In this example, we set the partition with -p to gpu to get the GPU node on the cluster. We request 1 production (as opposed to debug) GPU with the directive --gres:gpu:prod:1. To grab a single debug GPU specify debug as the gpu type with --gres=gpu:debug:1. Total memory for this job is 2 gigabytes, --mem=2G. We set our working directory with -D so that we can use relative paths in our execution line of the script. Lastly, we request 4 CPUs to go with our GPU job for subprocessing. We request 4 cpus because our Python job --numworkers is set to 3, and there is one parent process along with them, for a total of 4 CPU processes. Be mindful of CPU requests and do not request too little, or too much for your GPU job. If one GPU job uses all the CPU on the node, no other GPU job can run on the node. There are currently a total of 8, NVIDIA RTX 2080ti devices in total.

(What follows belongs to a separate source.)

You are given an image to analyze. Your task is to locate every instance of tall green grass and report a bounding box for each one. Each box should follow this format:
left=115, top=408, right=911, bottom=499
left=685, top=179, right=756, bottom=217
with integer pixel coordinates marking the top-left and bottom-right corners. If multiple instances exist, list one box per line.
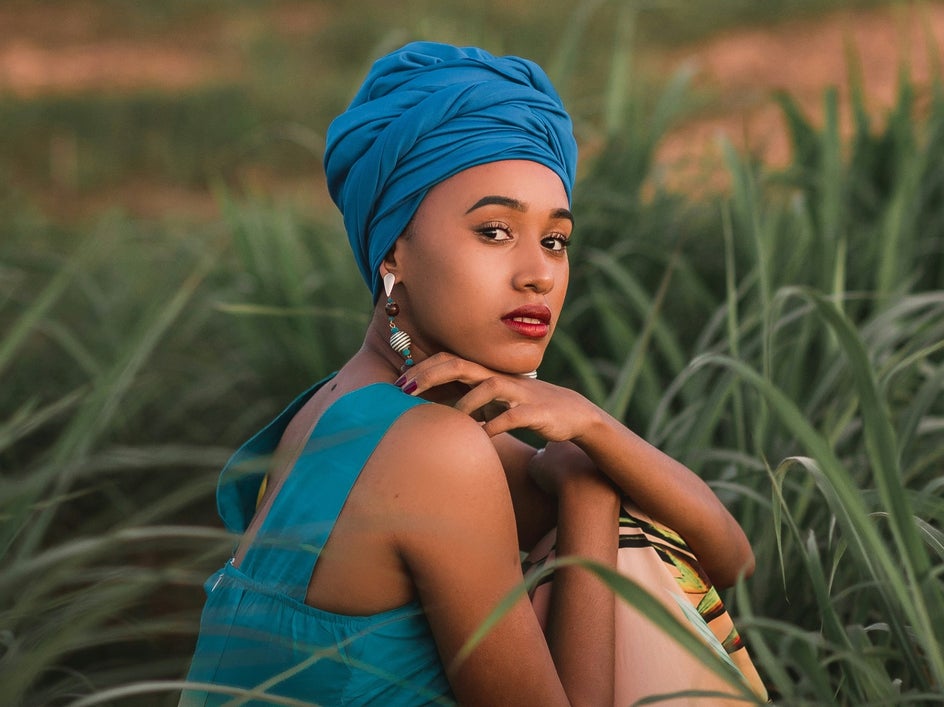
left=0, top=3, right=944, bottom=705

Depending on what tools you are using to work with CUDA and GPUs, your syntax for the actual execution may differ. In this example, and in many other tools, the --cuda option is set to 0, which is not an absolute number that refers to the device. Instead, you are asking for cuda device ‘0’ which will be the first GPU device available, which could be GPU 0,1,2,3,4,5,6 or 7.

If you have specific GPU questions please consult with the lab to get your job running efficiently.